Ca2+ deficiency (low Ca2+ diet or hypocalcemia) activates 1α-hydroxylase, which catalyzes the conversion of vitamin D to its active form, 1,25-dihydroxycholecalciferol. Increased parathyroid hormone (PTH) and hypophosphatemia also stimulate the enzyme. Chronic renal failure is associated with a constellation of bone diseases, including osteomalacia caused by failure of the diseased renal tissue to produce the active form of vitamin D.
Increased adrenocorticotropic hormone (ACTH) secretion would be expected in patients
(A) with chronic adrenocortical insufficiency (Addison disease)
(B) with primary adrenocortical hyperplasia
(C) who are receiving glucocorticoid for immunosuppression after a renal transplant
(D) with elevated levels of angiotensin II
The answer is A [V A 2 a (3); Table 7.6; Figure 7.12].
Addison disease is caused by primary adrenocortical insufficiency. The resulting decrease in cortisol production causes a decrease in negative feedback inhibition on the hypothalamus and the anterior pituitary. Both of these conditions will result in increased adrenocorticotropic hormone (ACTH) secretion.

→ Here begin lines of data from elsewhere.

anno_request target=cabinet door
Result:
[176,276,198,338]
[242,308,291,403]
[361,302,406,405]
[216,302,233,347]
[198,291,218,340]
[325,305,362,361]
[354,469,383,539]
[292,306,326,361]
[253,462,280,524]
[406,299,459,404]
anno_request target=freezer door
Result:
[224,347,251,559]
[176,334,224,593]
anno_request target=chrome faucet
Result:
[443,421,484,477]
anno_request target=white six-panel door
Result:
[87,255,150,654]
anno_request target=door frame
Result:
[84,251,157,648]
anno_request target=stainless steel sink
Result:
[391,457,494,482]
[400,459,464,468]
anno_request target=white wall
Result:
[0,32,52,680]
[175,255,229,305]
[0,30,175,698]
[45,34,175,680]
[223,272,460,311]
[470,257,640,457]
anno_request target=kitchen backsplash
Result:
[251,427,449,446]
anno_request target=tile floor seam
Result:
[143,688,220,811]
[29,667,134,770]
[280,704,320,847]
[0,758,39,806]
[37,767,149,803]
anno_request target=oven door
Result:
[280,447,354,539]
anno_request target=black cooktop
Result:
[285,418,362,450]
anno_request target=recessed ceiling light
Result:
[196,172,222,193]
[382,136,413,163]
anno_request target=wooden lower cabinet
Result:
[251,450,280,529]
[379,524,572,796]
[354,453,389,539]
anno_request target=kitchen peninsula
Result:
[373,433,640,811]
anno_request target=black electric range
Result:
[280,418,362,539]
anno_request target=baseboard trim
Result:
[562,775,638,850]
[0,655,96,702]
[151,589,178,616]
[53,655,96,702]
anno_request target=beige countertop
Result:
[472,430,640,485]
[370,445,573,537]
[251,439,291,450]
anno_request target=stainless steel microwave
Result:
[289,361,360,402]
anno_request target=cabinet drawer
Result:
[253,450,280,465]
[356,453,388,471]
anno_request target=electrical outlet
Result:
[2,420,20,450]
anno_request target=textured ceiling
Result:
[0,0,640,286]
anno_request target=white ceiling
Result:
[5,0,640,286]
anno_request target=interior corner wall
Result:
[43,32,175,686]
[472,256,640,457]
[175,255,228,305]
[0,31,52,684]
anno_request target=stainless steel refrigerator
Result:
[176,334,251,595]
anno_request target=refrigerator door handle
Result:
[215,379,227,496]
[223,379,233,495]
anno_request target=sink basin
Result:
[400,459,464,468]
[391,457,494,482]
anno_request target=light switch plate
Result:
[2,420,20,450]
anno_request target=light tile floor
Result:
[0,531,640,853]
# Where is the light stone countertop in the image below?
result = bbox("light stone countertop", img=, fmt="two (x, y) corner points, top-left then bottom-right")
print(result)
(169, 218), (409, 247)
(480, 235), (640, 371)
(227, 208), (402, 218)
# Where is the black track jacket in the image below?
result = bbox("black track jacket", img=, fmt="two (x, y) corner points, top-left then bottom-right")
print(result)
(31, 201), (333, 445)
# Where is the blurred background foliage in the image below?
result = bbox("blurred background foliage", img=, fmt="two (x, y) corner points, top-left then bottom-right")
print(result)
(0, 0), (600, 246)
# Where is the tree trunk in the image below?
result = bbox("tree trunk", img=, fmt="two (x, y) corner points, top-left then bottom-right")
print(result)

Patients who have adrenocortical hyperplasia or who are receiving exogenous glucocorticoid will have an increase in the negative feedback inhibition of ACTH secretion.
Which of the following would be expected in a patient with Graves disease?
(A) Cold sensitivity (B) Weight gain (C) Decreased O2 consumption (D) Decreased cardiac output (E) Drooping eyelids (F) Atrophy of the thyroid gland (G) Increased thyroid-stimulating hormone (TSH) levels (H) Increased triiodothyronine (T3) levels
The answer is H [IV B 2; Table 7.5].
Graves disease (hyperthyroidism) is caused by overstimulation of the thyroid gland by circulating antibodies to the thyroid-stimulating hormone (TSH) receptor (which then increases the production and secretion of triiodothyronine (T3) and thyroxine (T4), just as TSH would). Therefore, the signs and symptoms of Graves disease are the same as those of hyperthyroidism, reflecting the actions of increased circulating levels of thyroid hormones: increased heat production, weight loss, increased O2 consumption and cardiac output, exophthalmos (bulging eyes, not drooping eyelids), and hypertrophy of the thyroid gland (goiter). TSH levels will be decreased (not increased) as a result of the negative feedback effect of increased T3 levels on the anterior pituitary.
Blood levels of which of the following substances is decreased in Graves disease?
(A) Triiodothyronine (T3) (B) Thyroxine (T4) (C) Diiodotyrosine (DIT) (D) Thyroid-stimulating hormone (TSH) (E) Iodide (I−)
The answer is D [IV B 2; Table 7.5].
In Graves disease (hyperthyroidism), the thyroid is stimulated to produce and secrete vast quantities of thyroid hormones as a result of stimulation by thyroid-stimulating immunoglobulins (antibodies to the thyroid-stimulating hormone [TSH] receptors on the thyroid gland). Because of the high circulating levels of thyroid hormones, anterior pituitary secretion of TSH will be turned off (negative feedback).